Actually yaf do tweets but NOT automatically. The user can tweet a topic or a single message

Thank you tha_watcha. If that is the only scenario, why dont we either (a) default back to old ways in which the tweet button in YAF 1.9.6 worked (open pop up window and twitter will ask them if they want to tweet) or (b) Use the simple tweet button which is now used probably in millions of websites (with same functionality).

I am concerned that if forum is hacked (weak password, asp.net bug, iis bug, etc), the hacker can have access to lots of members personal details (by adding a new page on website and pulling personal tweets, etc).

As you may have heard, about 30,000 vbulletin sites were hacked few weeks ago. The hacker was able to create admin account using the install folder.

Hence it would be very helpful to limit the data we ask from users (a) that we do not really need and (b) provide exact same functionality with just a simple tweet button.

Many people would not use any forum which asks so many twitter permissions just for registration/login.

tha_watcha
  • tha_watcha
  • 100% (Exalted)
  • YAF.NET Project Lead 🤴 YAF Version: 4.0.0 rc 2
11 years ago

I am concerned that if forum is hacked (weak password, asp.net bug, iis bug, etc), the hacker can have access to lots of members personal details (by adding a new page on website and pulling personal tweets, etc).

That wouldn't be a problem, because i had that concern to i decided that the access token that are needed for the application to tweet are not saved in the database only temporarily in the session state.

The actual reason why yaf needs write access is, when private messages are disabled in yaf it send the user after registration a dm message to let the user know, that they need to enter the correct email address in the user profile.

johnk
  • johnk
  • 74.8% (Friendly)
  • YAF All-the-Time Topic Starter
11 years ago

The actual reason why yaf needs write access is, when private messages are disabled in yaf it send the user after registration a dm message to let the user know, that they need to enter the correct email address in the user profile.

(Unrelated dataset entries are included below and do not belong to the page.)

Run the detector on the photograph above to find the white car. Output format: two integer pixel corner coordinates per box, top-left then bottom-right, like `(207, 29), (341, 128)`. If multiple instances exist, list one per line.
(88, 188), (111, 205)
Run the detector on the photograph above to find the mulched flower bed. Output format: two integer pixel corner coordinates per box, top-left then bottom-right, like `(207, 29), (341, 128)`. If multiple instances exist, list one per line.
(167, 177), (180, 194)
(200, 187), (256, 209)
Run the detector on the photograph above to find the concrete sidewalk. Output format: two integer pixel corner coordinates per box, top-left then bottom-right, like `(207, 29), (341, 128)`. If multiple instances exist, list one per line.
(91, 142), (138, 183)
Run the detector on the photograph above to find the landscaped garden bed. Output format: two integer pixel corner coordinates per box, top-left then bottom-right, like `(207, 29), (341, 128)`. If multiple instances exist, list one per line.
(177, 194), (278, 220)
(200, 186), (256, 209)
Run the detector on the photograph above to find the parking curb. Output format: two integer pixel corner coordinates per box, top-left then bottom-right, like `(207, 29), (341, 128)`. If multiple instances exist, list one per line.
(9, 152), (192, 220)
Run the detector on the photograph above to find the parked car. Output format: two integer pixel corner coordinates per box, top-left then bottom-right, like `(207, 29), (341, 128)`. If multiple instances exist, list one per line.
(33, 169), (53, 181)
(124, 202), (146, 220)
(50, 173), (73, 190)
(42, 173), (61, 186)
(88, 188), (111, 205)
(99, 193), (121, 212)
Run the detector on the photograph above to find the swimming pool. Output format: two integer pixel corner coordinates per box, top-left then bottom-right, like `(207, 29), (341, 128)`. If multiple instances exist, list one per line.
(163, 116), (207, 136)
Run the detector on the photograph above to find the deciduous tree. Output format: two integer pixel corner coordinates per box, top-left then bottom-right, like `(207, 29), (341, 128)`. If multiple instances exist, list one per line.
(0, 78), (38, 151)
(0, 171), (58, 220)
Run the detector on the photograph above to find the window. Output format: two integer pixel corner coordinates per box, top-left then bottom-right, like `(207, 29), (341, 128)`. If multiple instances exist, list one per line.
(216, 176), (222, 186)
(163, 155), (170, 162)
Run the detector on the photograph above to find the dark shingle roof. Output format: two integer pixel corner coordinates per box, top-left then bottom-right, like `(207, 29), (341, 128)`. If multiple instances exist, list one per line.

I think twitter verifies email address when user registers at twitter. So if we use this verified address from twitter during registration, why do ask them to enter the correct email address again? I am just curious. 🙂

tha_watcha
  • tha_watcha
  • 100% (Exalted)
  • YAF.NET Project Lead 🤴 YAF Version: 4.0.0 rc 2
11 years ago

The actual reason why yaf needs write access is, when private messages are disabled in yaf it send the user after registration a dm message to let the user know, that they need to enter the correct email address in the user profile.

Originally Posted by: johnk 

I think twitter verifies email address when user registers at twitter. So if we use this verified address from twitter during registration, why do ask them to enter the correct email address again? I am just curious. 🙂

Because twitter doesn't share the email address with oAuth, when a user registers on the forum via twitter. Currently yaf uses the dummy address username@twitter.com.

To make things like email notifications work the correct email address is required.